Сквозь его напряженное сопение Приз слышал невнятные голоса милицейской связи. В машине работала рация.
— Эй, Серый, что затих?
— Так, все, Шама, я тебе позже перезвоню, сейчас здесь будут менты, по мою душу, с проверочкой.
— Погоди, откуда они могли узнать?
В ответ послышались частые гудки.
Евгений Николаевич Рязанцев обиделся всерьез. Он только начал приходить в себя, обретать уверенность и спокойствие, ему так нужда была сейчас Маша. Но она не успела появиться и сразу исчезла, стала жить здесь какой-то своей жизнью.
Утро началось отвратительно. Его разбудил легкий, вкрадчивый стук в дверь. На пороге появилась жена Галина. Она только что вернулась из церкви, в своем темном, туго завязанном платочке, в длинной мешковатой юбке, в дурацких старушечьих тапках на плоской подошве. От нее пахло мылом и ладаном.

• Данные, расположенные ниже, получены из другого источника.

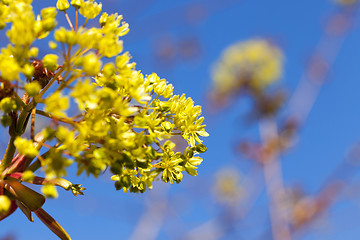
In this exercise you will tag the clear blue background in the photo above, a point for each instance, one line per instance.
(205, 29)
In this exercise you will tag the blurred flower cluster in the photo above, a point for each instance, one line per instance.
(246, 66)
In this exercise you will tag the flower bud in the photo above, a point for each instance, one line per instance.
(33, 88)
(5, 204)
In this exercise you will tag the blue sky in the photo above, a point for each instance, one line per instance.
(209, 27)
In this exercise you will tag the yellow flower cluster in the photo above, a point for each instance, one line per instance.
(251, 65)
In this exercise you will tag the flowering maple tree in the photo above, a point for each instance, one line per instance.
(101, 115)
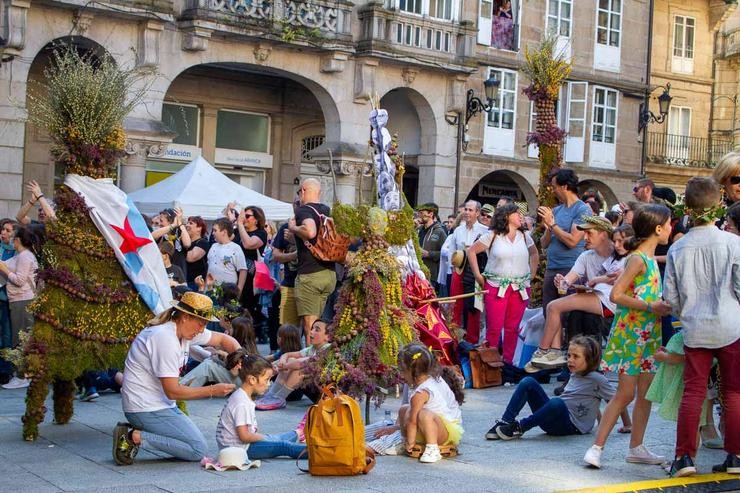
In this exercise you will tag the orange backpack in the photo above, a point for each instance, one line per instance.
(335, 436)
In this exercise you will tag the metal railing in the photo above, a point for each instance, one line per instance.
(685, 151)
(329, 17)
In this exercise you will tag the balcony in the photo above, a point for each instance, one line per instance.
(424, 40)
(314, 22)
(685, 152)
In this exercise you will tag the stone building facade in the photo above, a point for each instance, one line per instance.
(692, 50)
(270, 91)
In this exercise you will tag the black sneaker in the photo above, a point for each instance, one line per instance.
(509, 431)
(124, 449)
(731, 465)
(492, 435)
(683, 466)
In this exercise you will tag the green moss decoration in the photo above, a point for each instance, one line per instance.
(87, 312)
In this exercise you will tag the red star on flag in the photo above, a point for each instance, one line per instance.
(131, 242)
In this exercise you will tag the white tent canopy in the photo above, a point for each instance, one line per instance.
(202, 190)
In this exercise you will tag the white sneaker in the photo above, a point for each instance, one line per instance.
(641, 455)
(593, 457)
(431, 454)
(17, 383)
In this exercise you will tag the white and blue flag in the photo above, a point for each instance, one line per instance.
(124, 229)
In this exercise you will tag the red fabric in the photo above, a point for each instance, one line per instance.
(697, 365)
(504, 314)
(433, 331)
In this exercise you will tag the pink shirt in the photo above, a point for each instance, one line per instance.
(21, 284)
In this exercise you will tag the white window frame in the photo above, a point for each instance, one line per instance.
(563, 42)
(269, 127)
(497, 140)
(603, 154)
(684, 62)
(575, 144)
(197, 123)
(677, 143)
(606, 56)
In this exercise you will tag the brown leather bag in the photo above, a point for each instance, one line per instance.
(486, 367)
(330, 245)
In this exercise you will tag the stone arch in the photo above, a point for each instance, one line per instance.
(608, 197)
(504, 183)
(37, 161)
(426, 120)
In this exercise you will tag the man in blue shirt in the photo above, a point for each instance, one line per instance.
(562, 240)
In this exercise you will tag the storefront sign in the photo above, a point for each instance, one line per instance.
(179, 152)
(243, 158)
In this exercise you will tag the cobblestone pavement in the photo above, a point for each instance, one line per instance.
(77, 456)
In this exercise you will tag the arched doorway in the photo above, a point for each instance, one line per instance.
(255, 127)
(37, 161)
(504, 184)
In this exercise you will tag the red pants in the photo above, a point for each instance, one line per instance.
(695, 375)
(504, 314)
(472, 318)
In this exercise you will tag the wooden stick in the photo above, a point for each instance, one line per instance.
(450, 299)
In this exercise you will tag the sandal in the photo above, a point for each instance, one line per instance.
(124, 448)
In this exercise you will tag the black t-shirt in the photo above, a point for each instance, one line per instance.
(290, 271)
(252, 254)
(307, 263)
(199, 267)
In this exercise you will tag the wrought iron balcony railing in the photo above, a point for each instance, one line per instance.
(320, 18)
(685, 151)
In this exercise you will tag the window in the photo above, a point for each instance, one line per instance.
(441, 9)
(683, 44)
(184, 120)
(559, 17)
(603, 148)
(609, 22)
(412, 6)
(504, 108)
(242, 131)
(310, 143)
(605, 116)
(499, 131)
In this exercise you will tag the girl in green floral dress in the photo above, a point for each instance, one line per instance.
(635, 334)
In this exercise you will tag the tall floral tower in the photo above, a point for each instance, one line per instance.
(547, 70)
(88, 310)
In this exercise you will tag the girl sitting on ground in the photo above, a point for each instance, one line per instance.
(574, 412)
(237, 426)
(433, 416)
(290, 368)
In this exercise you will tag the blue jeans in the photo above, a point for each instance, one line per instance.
(276, 446)
(170, 431)
(549, 414)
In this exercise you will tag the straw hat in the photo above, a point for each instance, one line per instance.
(197, 305)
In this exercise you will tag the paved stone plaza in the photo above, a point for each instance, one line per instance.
(77, 456)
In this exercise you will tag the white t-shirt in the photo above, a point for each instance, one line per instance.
(225, 260)
(441, 399)
(238, 411)
(156, 353)
(590, 265)
(507, 258)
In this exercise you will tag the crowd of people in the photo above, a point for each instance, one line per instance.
(631, 291)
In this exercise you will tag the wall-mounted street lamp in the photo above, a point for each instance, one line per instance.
(664, 106)
(474, 105)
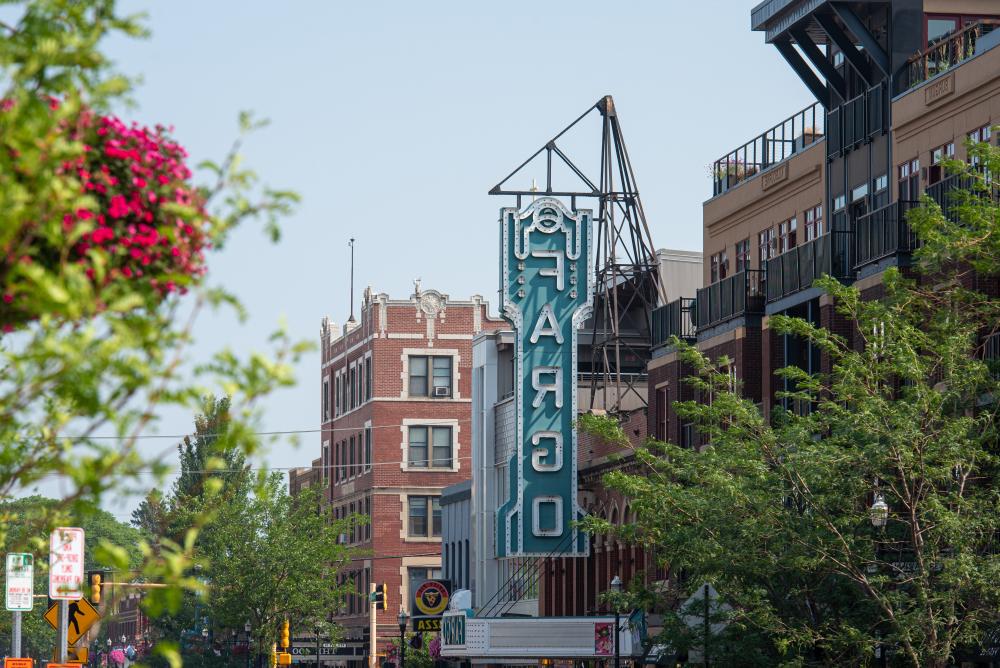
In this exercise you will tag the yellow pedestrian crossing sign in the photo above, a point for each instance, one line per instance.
(82, 616)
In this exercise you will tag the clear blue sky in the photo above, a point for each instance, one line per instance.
(393, 119)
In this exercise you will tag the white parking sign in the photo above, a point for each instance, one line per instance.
(20, 581)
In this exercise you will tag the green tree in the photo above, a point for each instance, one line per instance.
(871, 519)
(92, 345)
(102, 532)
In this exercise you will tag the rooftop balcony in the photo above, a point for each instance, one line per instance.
(675, 319)
(769, 148)
(796, 269)
(947, 53)
(741, 294)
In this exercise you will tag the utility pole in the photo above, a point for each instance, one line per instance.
(16, 636)
(351, 244)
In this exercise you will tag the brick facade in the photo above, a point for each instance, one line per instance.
(368, 465)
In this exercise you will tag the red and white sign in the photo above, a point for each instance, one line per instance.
(66, 564)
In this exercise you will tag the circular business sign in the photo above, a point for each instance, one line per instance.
(431, 598)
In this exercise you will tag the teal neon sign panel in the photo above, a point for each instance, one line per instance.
(547, 294)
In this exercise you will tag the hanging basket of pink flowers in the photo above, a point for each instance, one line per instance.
(144, 227)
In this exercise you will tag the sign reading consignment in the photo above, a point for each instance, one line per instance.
(547, 294)
(20, 581)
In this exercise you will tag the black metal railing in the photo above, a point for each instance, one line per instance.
(742, 293)
(941, 192)
(883, 232)
(675, 319)
(797, 268)
(943, 55)
(857, 119)
(774, 145)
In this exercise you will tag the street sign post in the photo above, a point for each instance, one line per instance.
(20, 585)
(547, 294)
(20, 582)
(430, 600)
(81, 616)
(66, 564)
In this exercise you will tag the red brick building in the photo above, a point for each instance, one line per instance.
(395, 406)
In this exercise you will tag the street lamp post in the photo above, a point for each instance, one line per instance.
(616, 587)
(317, 630)
(402, 638)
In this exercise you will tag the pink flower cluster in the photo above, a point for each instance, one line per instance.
(133, 173)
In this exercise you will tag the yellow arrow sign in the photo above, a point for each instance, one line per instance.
(82, 616)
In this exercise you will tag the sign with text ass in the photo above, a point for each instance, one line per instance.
(547, 294)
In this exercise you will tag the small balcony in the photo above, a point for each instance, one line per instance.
(791, 136)
(882, 233)
(945, 54)
(675, 319)
(796, 269)
(741, 294)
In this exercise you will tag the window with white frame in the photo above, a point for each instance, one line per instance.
(430, 446)
(368, 377)
(424, 516)
(368, 447)
(430, 376)
(814, 222)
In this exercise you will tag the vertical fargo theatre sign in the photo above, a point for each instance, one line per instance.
(547, 293)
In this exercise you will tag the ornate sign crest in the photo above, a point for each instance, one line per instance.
(547, 294)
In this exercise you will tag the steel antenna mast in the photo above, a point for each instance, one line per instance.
(628, 287)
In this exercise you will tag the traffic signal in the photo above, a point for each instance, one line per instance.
(381, 596)
(95, 587)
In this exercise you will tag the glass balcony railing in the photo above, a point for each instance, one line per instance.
(797, 268)
(675, 319)
(770, 147)
(943, 55)
(743, 293)
(883, 232)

— Доброе утро, Женя. Как ты спал?
— Нормально, — простонал он, потягиваясь.
Он хотел сделать небольшую гимнастику, покачать пресс, но при Галине было как-то неловко поднимать и опускать ноги, лежа на коврике у кровати. А она уходить не собиралась.
— Как ты себя чувствуешь? — спросила она, заглядывая ему в лицо.
— Нормально. А что?
Он сел на кровати и тут же встретился со своим отражением в тройном зеркале. За ночь он опух, хотя вечером не ел ничего соленого. Мешки под глазами казались тяжелей и темней, чем обычно. Сквозь щель между шторами пробивался солнечный свет и как-то особенно жестоко подчеркивал морщины, тени, нездоровый серый оттенок кожи. Даже нос распух, и стал виден рыхлый второй подбородок.
— Ты плохо выглядишь, Женя, — утешила его Галина.
— Спасибо, дорогая, — он криво усмехнулся, — будь добра, кинь мне халат.
— Пожалуйста.
Пока он одевался, она скромно смотрела в сторону.
— Скажи, Машенька приедет сегодня? — спросила она и поправила свой платок.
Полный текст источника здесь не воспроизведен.